488a Nun geht aber unter den Akzidentien selbst die Ausdehnung als das erste Akzidens allen übrigen als Zubereitung zu ihnen vorher. Denn nur mittels der Ausdehnung kommen die übrigen körperlichen Akzidentien der Substanz zu. Der Stoff ist nämlich nur zubereitet zu dieser der Zahl nach bestimmten Form, weil er zubereitet ist zu dieser Ausdehnung, ebenso wie er nur zubereitet ist zu dieser Art von Form, weil er zu den Akzidentien zubereitet ist, die von dieser Art gefordert sind. Infolgedessen ist der Stoff schon unterschieden von dem übrigen Stoff und geschieden, d. h. als abzuteilend gezeichnet, bevor die neue Ausdehnung tatsächlich da ist, ja auch bevor die neu zu erzeugende substantielle Form da ist, weil er kraft der vorhergegangenen Stoffzubereitung sich gerade auf diese Ausdehnung bezieht und sie fordert. So ist, wenn Wasser zersetzt wird, der Stoff der Wassermolekel durch die vorhergegangene Steigerung der dem Wasserstoff und dem Sauerstoff entsprechenden Beschaffenheiten in zwei Teile geschieden, deren einer nun Wasserstoff und der andere Sauerstoff wird. Ebenso ist, wenn ein Mensch stirbt, sein Stoff in viele Teile geschieden, entsprechend den organischen Stoffen, die dann entstehen. Das Gezeichnetwerden durch die Ausdehnung geschieht demnach nicht durch die dem Ding tatsächlich innehaftende Ausdehnung, denn Größe und Gestalt können wechseln am Einzelding, dieses bleibt aber dennoch dasselbe. Das Gezeichnetsein [eg: geschieht] vielmehr in einer wesenhaften Beziehung des Stoffes zu einer nicht bestimmt begrenzten Ausdehnung, d. h. zur Ausdehnung, sofern sie auf die Einzelheitsbestimmung einen Einfluß hat, nicht nach ihrer bestimmten Größe und Gestalt, sondern einzig als durch die Stellung von jeder andern Ausdehnung unterschiedene und geschiedene. (Fs)

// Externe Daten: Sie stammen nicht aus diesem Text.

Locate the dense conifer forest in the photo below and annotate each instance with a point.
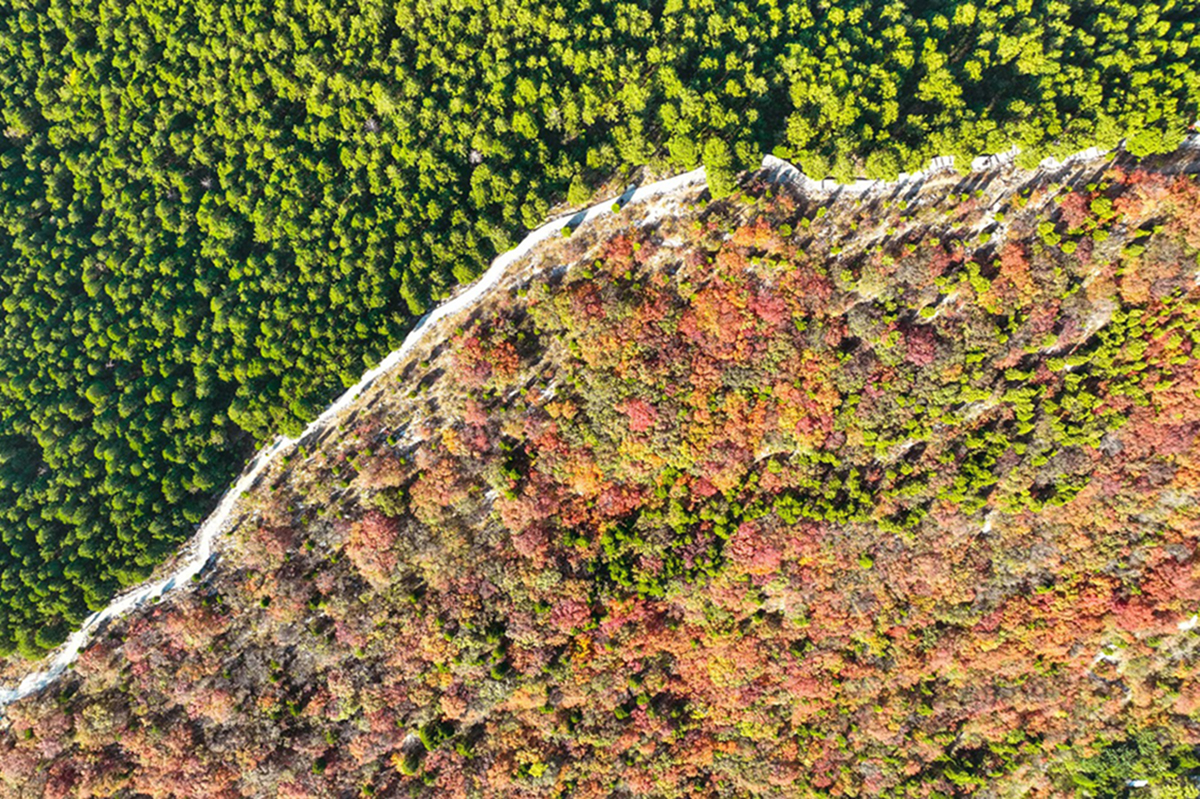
(215, 214)
(765, 497)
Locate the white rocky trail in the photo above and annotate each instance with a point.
(199, 550)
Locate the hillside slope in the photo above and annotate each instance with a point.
(214, 216)
(774, 496)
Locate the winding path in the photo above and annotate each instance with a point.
(199, 548)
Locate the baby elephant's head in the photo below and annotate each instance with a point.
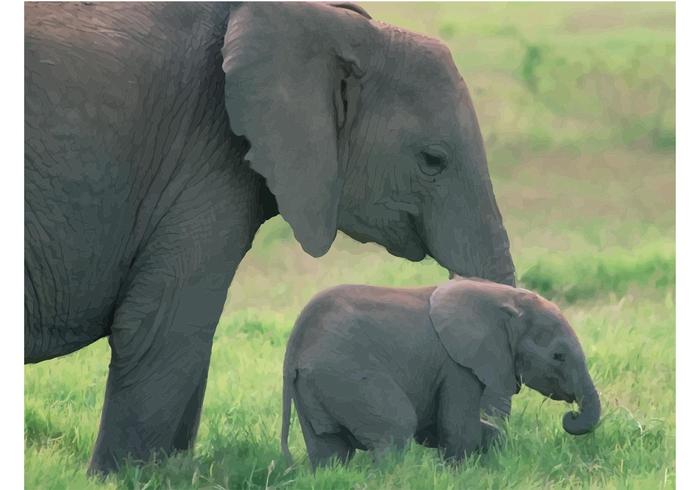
(508, 336)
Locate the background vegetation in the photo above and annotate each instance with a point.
(576, 102)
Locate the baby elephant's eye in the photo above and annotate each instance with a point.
(432, 162)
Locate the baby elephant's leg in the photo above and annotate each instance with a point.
(372, 407)
(491, 436)
(323, 449)
(458, 423)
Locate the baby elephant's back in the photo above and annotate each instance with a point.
(362, 324)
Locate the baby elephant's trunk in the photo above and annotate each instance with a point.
(589, 405)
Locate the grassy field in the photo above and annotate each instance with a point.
(576, 102)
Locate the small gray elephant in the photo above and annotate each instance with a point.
(371, 368)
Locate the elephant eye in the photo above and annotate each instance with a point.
(432, 163)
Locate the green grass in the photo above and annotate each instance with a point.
(576, 102)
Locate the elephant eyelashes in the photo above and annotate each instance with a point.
(431, 163)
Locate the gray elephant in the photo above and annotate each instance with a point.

Kommentar (23.11.11): zu oben: "Der Stoff ist nämlich nur zubereitet zu dieser der Zahl nach bestimmten Form ..." Kann die Form der Zahl nach bestimmt sein?
Zum Beispiel mit dem Wasser: wie in der Infinitesimalrechnung sind die Übergänge nicht zu fassen.

488b In solcher Weise läßt die thomistische Philosophie den durch die Ausdehnung gezeichneten Stoff wurzelhaften Grund der Einzelheit und damit Grund der zahlenmäßigen Vervielfältigung der körperlichen Substanzen innerhalb derselben Art sein. Die Ausdehnung ist nicht der Grund der Einzelheit, sie ist nur die Bedingung dazu, daß der Stoff als Grund der Einzelheit dienen kann. — Wo aber die Ausdehnung fehlt, so sagt Thomas, da kann auch von einer zahlenmäßigen Vervielfältigung der Substanzen innerhalb derselben Art keine Rede sein, da sind die einzelnen Substanzen artlich verschieden, selbst wenn sie, wie die Franziskanertheologen wollen, aus Form und (unausgedehntem) Stoff zusammengesetzt sein sollten (vgl. zum Ganzen GrPh 1, 236 ff.; ferner G. M. Manser, Das Wesen des Thomismus, 1935, S. 617 ff.; J. Assenmacher, Die Geschichte des Individuationsprinzips in der Scholastik, 1926). (Fs)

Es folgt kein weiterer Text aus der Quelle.